Saturday, 24 July 2004

Labor law and grad students

Brett Marston isn’t too impressed with the National Labor Relations Board’s decision last week that removed the right of graduate students to organize at private universities. He writes:

I don’t want to be uncharitable, but the majority seems to have little interest in the function of labor law. They seem to view it as a collection of information about congressional views on categories of relationships between people rather than as an attempt to reduce labor conflicts. For the majority, the relevant question is whether TA’s have a primarily “economic” or a primarily “educational” relationship to the university; if it’s the latter, then the administrators win, because educational relationships are not covered by the rules.

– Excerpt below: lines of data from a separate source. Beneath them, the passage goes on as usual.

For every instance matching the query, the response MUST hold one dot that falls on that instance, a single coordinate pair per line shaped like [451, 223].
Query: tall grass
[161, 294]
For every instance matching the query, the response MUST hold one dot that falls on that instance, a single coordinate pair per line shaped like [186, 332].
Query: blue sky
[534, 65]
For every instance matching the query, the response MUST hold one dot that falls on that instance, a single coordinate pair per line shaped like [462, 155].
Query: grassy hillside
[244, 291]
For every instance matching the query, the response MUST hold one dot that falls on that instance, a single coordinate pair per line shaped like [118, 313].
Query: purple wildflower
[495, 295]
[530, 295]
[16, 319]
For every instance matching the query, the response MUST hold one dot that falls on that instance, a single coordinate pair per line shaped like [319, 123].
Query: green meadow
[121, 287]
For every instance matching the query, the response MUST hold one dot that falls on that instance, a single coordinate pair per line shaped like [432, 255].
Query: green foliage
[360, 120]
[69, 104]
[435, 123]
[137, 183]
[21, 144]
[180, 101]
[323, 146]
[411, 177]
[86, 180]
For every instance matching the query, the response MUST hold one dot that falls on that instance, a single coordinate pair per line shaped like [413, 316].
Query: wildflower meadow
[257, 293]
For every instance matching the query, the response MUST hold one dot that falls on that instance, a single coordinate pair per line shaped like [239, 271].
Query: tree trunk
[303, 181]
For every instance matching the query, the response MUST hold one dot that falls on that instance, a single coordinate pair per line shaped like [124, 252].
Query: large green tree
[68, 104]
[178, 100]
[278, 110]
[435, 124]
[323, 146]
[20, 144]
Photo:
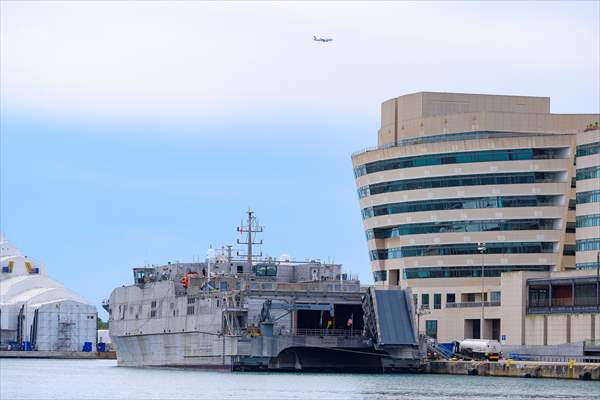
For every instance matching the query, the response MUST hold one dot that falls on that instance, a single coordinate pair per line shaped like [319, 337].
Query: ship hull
[189, 349]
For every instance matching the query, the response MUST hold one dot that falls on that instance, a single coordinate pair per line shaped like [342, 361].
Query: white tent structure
[37, 312]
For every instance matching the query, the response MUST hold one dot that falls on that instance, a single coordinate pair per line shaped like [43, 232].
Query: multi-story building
[467, 197]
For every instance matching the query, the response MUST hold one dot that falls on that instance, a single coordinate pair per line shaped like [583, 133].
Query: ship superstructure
[241, 313]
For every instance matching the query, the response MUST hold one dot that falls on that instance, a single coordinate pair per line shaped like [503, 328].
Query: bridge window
[431, 328]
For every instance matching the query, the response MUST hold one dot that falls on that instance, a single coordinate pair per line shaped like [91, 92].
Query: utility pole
[481, 247]
[250, 228]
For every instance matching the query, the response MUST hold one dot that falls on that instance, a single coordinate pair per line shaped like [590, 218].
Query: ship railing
[316, 286]
[328, 332]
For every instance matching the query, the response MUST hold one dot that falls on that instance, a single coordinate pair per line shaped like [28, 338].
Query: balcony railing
[473, 304]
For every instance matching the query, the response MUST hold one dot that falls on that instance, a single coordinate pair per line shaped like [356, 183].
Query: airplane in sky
[324, 40]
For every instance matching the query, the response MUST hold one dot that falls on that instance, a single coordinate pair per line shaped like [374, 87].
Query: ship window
[431, 328]
[266, 270]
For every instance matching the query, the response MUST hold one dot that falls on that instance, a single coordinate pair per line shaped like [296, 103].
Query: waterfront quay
[60, 355]
[517, 369]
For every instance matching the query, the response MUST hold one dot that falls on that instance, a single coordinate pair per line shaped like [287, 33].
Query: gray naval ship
[246, 312]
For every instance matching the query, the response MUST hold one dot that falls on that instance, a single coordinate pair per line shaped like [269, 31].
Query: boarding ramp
[390, 324]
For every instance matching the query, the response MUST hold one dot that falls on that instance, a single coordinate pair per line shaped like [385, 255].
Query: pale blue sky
[135, 131]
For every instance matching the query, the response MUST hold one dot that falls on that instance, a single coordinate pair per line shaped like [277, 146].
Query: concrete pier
[63, 355]
[518, 369]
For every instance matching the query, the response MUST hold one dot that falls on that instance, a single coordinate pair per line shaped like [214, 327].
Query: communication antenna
[251, 227]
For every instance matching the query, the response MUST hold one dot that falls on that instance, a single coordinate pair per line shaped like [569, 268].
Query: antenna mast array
[250, 228]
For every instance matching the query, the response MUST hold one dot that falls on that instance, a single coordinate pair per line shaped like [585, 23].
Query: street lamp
[481, 247]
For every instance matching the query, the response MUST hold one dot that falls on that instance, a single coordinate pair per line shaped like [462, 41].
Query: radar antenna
[251, 227]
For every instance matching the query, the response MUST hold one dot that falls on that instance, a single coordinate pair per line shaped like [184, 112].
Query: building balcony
[473, 304]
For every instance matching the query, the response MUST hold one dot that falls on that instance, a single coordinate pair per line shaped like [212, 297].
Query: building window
[468, 271]
[431, 328]
[459, 158]
[539, 296]
[569, 250]
[586, 221]
[588, 244]
[593, 196]
[461, 249]
[466, 204]
[380, 276]
[462, 180]
[437, 301]
[425, 300]
[588, 173]
[588, 149]
[462, 226]
[495, 297]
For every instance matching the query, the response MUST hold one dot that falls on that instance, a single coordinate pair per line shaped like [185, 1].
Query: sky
[140, 132]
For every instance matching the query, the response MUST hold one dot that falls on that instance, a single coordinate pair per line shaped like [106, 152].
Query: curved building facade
[465, 185]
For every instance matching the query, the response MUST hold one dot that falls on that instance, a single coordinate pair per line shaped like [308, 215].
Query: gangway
[390, 324]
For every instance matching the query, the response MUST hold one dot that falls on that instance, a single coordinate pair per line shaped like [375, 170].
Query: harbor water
[102, 379]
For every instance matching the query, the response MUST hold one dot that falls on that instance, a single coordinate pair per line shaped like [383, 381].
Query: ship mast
[250, 228]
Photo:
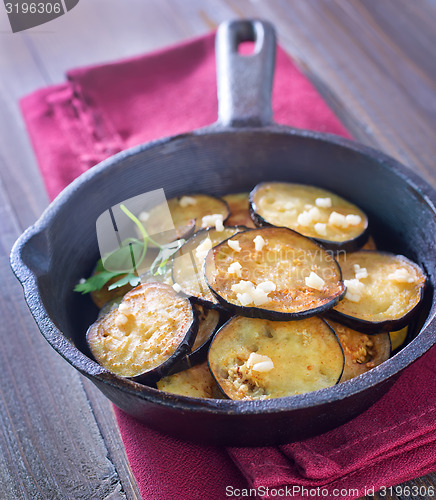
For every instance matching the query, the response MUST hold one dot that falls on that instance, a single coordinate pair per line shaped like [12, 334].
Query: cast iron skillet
[243, 148]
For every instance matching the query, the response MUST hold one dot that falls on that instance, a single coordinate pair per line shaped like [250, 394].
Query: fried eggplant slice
[312, 211]
[196, 382]
[384, 291]
[261, 359]
[398, 337]
[362, 352]
[273, 273]
[146, 334]
[189, 214]
[189, 261]
[239, 210]
[370, 244]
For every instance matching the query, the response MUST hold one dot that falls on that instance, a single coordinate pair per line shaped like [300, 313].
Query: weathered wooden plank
[373, 63]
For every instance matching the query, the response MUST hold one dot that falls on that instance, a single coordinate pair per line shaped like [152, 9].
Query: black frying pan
[245, 147]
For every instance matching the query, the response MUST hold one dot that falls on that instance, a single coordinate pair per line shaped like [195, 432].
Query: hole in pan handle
[245, 82]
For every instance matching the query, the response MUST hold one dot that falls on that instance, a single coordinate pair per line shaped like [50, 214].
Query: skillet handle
[245, 82]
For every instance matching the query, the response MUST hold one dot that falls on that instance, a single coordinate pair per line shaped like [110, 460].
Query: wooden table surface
[372, 60]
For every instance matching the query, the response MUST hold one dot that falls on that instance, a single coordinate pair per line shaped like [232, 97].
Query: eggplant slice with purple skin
[188, 262]
[195, 382]
[398, 338]
[314, 212]
[260, 359]
[362, 352]
[189, 214]
[273, 273]
[239, 210]
[384, 291]
[146, 334]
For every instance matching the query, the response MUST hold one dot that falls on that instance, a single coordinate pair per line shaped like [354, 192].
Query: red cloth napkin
[104, 109]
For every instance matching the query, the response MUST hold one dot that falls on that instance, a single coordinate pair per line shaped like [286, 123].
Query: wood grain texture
[373, 62]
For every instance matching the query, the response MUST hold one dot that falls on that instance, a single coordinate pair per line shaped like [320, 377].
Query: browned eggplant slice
[398, 337]
[362, 352]
[209, 320]
[383, 291]
[146, 334]
[196, 382]
[273, 273]
[239, 210]
[261, 359]
[312, 211]
[189, 214]
[189, 261]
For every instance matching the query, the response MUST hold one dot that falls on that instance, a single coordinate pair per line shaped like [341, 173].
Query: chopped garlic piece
[353, 220]
[259, 296]
[203, 248]
[354, 290]
[259, 362]
[323, 202]
[123, 307]
[186, 201]
[321, 228]
[247, 293]
[265, 366]
[235, 268]
[259, 243]
[360, 272]
[314, 281]
[401, 275]
[234, 245]
[219, 226]
[144, 216]
[337, 219]
[308, 216]
[213, 220]
[121, 319]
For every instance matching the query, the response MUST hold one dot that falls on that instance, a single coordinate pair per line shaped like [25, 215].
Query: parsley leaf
[96, 281]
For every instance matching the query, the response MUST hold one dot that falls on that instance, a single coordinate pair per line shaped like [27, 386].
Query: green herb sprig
[124, 255]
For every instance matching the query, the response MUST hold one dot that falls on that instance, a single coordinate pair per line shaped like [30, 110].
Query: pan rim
[415, 349]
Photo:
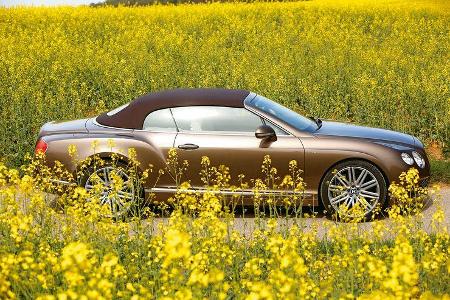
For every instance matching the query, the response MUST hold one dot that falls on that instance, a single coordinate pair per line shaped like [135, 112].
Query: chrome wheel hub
[116, 190]
[354, 186]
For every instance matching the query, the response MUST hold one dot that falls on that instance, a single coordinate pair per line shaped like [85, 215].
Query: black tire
[348, 193]
[135, 198]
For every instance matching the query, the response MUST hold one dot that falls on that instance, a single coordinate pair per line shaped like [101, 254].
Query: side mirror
[265, 132]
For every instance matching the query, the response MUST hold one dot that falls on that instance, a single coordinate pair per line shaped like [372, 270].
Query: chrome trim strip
[62, 182]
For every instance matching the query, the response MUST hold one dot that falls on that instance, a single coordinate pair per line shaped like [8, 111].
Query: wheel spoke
[351, 175]
[336, 188]
[369, 195]
[339, 198]
[364, 202]
[369, 184]
[362, 176]
[341, 178]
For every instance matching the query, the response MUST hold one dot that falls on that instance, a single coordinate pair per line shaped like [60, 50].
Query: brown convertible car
[342, 163]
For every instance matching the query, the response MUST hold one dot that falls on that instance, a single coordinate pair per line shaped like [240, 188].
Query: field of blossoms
[69, 247]
[379, 64]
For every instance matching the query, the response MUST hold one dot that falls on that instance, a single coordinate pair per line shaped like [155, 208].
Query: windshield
[282, 113]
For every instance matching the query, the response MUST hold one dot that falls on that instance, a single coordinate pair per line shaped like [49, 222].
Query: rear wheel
[353, 190]
[114, 186]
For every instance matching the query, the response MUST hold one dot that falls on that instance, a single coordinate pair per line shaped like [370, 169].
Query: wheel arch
[383, 172]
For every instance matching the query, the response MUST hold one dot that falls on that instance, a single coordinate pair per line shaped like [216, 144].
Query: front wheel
[353, 190]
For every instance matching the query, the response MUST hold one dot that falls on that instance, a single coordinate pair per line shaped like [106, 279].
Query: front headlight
[407, 158]
[419, 159]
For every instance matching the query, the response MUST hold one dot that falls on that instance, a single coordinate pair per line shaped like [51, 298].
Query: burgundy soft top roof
[134, 114]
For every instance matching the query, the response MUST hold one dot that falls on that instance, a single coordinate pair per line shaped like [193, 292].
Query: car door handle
[188, 146]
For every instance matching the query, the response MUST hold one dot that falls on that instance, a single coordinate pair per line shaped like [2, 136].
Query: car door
[158, 132]
[227, 136]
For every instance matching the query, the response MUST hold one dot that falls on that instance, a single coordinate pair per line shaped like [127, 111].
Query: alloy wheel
[118, 198]
[354, 186]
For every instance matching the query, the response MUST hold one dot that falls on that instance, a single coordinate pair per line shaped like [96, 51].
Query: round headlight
[407, 158]
[419, 159]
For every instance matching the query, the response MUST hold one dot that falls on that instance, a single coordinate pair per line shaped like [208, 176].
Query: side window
[215, 118]
[160, 120]
[278, 130]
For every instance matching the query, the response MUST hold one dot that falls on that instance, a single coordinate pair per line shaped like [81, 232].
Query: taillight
[41, 147]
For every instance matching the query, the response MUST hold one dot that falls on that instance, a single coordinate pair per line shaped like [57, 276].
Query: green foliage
[377, 64]
[440, 171]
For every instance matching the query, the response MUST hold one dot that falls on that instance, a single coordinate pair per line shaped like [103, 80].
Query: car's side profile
[343, 164]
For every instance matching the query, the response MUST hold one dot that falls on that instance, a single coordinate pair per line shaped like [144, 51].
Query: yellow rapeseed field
[381, 63]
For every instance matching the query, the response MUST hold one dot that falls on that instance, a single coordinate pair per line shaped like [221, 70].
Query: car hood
[379, 135]
[58, 127]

In contrast, the dissent seems to indicate that the function of labor law is to provide a regularization of existing disputes that are characterized by the unionizing participants themselves as labor disputes. It’s the disputes themselves that matter, not the formal relationship categories that Congress has helped create.

My suspicion, however, is that TA unionization doesn’t “reduce labor conflicts” at all; instead, it is a vehicle for graduate students to obtain greater benefits from their employer/educator than they might otherwise receive (by bargaining collectively, rather than on an individual basis), which seems rather orthogonal to the idea of “conflict.” If anything, having a union would seem to create a system by which disputes between graduate students and the administration would be increased and intensified, by being channeled into adversarial activities such as “work to rule” and strikes—events that wouldn’t occur if disgruntled students had individual disputes with the administration.

On the other hand, I was raised in an era and a political culture hostile to unions, and grew up cheering on Margaret Thatcher as she pummelled Britain’s excessively powerful labor unions into submission, so I could be wrong.

4 comments:

Any views expressed in these comments are solely those of their authors; they do not reflect the views of the authors of Signifying Nothing, unless attributed to one of us.

Chris:

I grew up cheering on Ronnie Reagan (for what it’s worth) but the question turns on whether you think it’s accurate to say that “disgruntled students” who have “individual disputes” are at the root of already existing grad student unionization efforts. Folks at Yale had a strike even before the NLRB was clearly on the union’s side, and I doubt that the issue will go away at Yale (and other places) even after the Board’s latest ruling. That’s the main reason to be skeptical of the Board majority’s depressingly positivistic and mechanistic approach to labor law. In reading the law mechanistically—as well as writing their own policy preferences into the law—the Board didn’t do anyone any favors in the long term.

 

Chris: If you were cheering on Reagan and Thatcher for union-busting, you started cheering politicians at a really young age, didn’t you? You were what, 12, when GHWB became president?

 

Brock: What can I say? I was a political junkie from a young age.

One thought that occurs to me on the unionization business is it might be a backdoor way to reduce the overproduction of Ph.Ds, by concentrating limited funds on fewer students (through increased stipends).

I also think unionization is more of an issue in disciplines (English, history) that have way too many Ph.D students to begin with; political science seems relatively close to having supply and demand in check, though there are subfields where that plainly isn’t the case (notably, about half of the American positions on eJobs seem to be for racial and ethnic politics at the moment).

 

“it might be a backdoor way to reduce the overproduction of Ph.Ds, by concentrating limited funds on fewer students (through increased stipends).”

At Yale, GESO made this explicit claim in the mid- to late 1990s. It makes sense to me!